An Ohio factory owner said Saturday that though she has blue-collar jobs available at her company, she struggles to fill positions because so many candidates fail drug tests.
Regina Mitchell, a co-owner of Warren Fabricating & Machining in Hubbard, Ohio, told The New York Times this week that four out of 10 applicants otherwise qualified to be welders, machinists and crane operators will fail a routine drug test.
In an interview Saturday with CNN’s Michael Smerconish, Mitchell said that her requirements for prospective workers were simple.
“I need employees who are engaged in their work while here, of sound mind and doing the best possible job that they can, keeping their fellow co-workers safe at all times,” she said.
“We have a 150-ton crane in our machine shop. And we’re moving 300,000 pounds of steel around in that building on a regular basis. So I cannot take the chance to have anyone impaired running that crane, or working 40 feet in the air.”
President Donald Trump addressed his blue-collar base in Ohio this week, returning to his campaign theme of getting local communities back to work and returning jobs to America from overseas.
But Mitchell said she has jobs. She just doesn’t have sober applicants.
For 48 of the 50 years her company has been around, drug abuse had never been an issue, she told Smerconish.
“It hasn’t been until the last two years that we needed to have a policy, a corporate policy in place, that protects us from employees coming into work impaired,” she said.

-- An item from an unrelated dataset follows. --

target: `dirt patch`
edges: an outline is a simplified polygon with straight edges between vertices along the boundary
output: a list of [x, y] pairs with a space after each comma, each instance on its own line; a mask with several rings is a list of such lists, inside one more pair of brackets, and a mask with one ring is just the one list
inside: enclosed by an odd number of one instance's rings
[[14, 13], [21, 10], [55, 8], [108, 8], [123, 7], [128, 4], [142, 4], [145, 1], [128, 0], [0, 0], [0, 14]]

Opioid use is on the rise across the country, but especially in Ohio. In 2014, the state had the second-largest number of opioid-related deaths in the United States and the fifth-highest rate of overdose.

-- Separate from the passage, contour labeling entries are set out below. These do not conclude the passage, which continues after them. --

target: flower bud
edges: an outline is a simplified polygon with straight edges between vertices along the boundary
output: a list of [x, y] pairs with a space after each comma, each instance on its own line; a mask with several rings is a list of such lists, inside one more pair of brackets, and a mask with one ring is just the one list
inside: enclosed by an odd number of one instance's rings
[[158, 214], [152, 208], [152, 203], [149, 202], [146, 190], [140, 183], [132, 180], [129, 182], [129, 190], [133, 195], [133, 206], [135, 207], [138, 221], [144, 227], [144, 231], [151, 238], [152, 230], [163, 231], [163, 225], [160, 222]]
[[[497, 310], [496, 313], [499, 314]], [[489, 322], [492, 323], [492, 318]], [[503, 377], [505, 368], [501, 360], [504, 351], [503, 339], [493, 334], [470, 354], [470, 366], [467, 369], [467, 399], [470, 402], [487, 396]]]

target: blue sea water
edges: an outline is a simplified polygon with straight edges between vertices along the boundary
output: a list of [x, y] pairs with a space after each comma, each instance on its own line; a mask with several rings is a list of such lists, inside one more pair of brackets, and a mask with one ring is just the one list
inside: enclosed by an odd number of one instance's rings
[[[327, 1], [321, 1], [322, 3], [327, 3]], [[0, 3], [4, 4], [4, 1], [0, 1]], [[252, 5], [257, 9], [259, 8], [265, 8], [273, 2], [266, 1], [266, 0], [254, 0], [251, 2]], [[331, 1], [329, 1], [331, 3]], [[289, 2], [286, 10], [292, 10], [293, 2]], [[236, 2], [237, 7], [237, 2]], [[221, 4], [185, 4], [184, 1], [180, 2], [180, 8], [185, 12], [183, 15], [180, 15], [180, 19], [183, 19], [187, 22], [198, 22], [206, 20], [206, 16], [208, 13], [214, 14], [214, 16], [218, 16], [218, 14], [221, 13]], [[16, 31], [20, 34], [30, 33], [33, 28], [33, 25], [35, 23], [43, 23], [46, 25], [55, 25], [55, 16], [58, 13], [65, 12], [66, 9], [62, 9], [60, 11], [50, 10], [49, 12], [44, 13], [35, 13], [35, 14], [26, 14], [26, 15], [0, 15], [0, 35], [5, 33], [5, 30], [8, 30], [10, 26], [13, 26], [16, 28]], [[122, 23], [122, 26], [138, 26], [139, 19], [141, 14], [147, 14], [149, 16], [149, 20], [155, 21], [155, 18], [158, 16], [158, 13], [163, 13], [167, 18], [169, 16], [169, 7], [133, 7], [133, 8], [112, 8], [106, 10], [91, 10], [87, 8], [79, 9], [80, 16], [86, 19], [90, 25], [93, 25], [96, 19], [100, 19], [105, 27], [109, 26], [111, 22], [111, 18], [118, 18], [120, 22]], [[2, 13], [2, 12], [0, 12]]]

“This opioid epidemic that we’re experiencing … it seems like it’s worse than in other places all over the country,” Mitchell said.
Ohio’s new law on medical marijuana, which went into effect in 2016 and allows those with a qualifying condition and a recommendation from a physician to buy the drug legally, was another hurdle for employers to overcome, she said.

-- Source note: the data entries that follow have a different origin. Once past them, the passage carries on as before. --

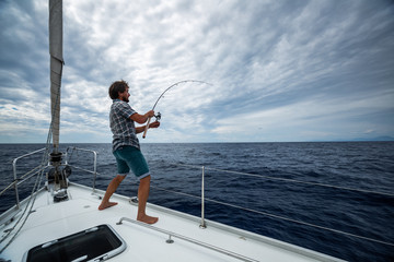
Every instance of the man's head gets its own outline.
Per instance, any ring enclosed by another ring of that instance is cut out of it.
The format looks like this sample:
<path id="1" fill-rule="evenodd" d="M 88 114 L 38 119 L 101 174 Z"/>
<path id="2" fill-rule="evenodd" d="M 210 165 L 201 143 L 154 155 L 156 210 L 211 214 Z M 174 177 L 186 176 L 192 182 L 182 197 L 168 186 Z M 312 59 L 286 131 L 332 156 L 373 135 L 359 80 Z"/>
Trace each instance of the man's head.
<path id="1" fill-rule="evenodd" d="M 109 97 L 112 99 L 120 99 L 124 102 L 129 102 L 128 97 L 130 96 L 128 93 L 129 86 L 126 81 L 115 81 L 108 90 Z"/>

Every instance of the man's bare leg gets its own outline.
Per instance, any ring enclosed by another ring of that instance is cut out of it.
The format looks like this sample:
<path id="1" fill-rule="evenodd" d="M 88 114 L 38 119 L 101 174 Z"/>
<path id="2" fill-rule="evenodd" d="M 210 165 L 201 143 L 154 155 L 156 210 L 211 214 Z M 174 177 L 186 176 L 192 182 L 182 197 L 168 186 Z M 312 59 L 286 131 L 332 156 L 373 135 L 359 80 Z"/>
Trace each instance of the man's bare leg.
<path id="1" fill-rule="evenodd" d="M 151 179 L 150 176 L 142 178 L 138 187 L 137 221 L 144 222 L 147 224 L 154 224 L 159 221 L 159 217 L 153 217 L 146 214 L 147 201 L 149 196 L 150 179 Z"/>
<path id="2" fill-rule="evenodd" d="M 107 190 L 105 191 L 104 198 L 99 206 L 99 210 L 105 210 L 107 207 L 117 205 L 116 202 L 109 202 L 109 198 L 116 191 L 117 187 L 119 187 L 120 182 L 125 179 L 126 176 L 117 175 L 108 184 Z"/>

“The difficult part about marijuana is, we don’t have an affordable test that tells me if they smoked it over the weekend or smoked it in the morning before they came to work. And I just can’t take the chance of having an impaired worker running a crane carrying a 300,000-pound steel encasement,” she said.
For now, she said, there are almost 12,000 open skilled labor jobs in Mahoning County.
“There are good-paying jobs and the opportunity for people in our area. We just can’t find people to show up who can pass a drug test,” she said.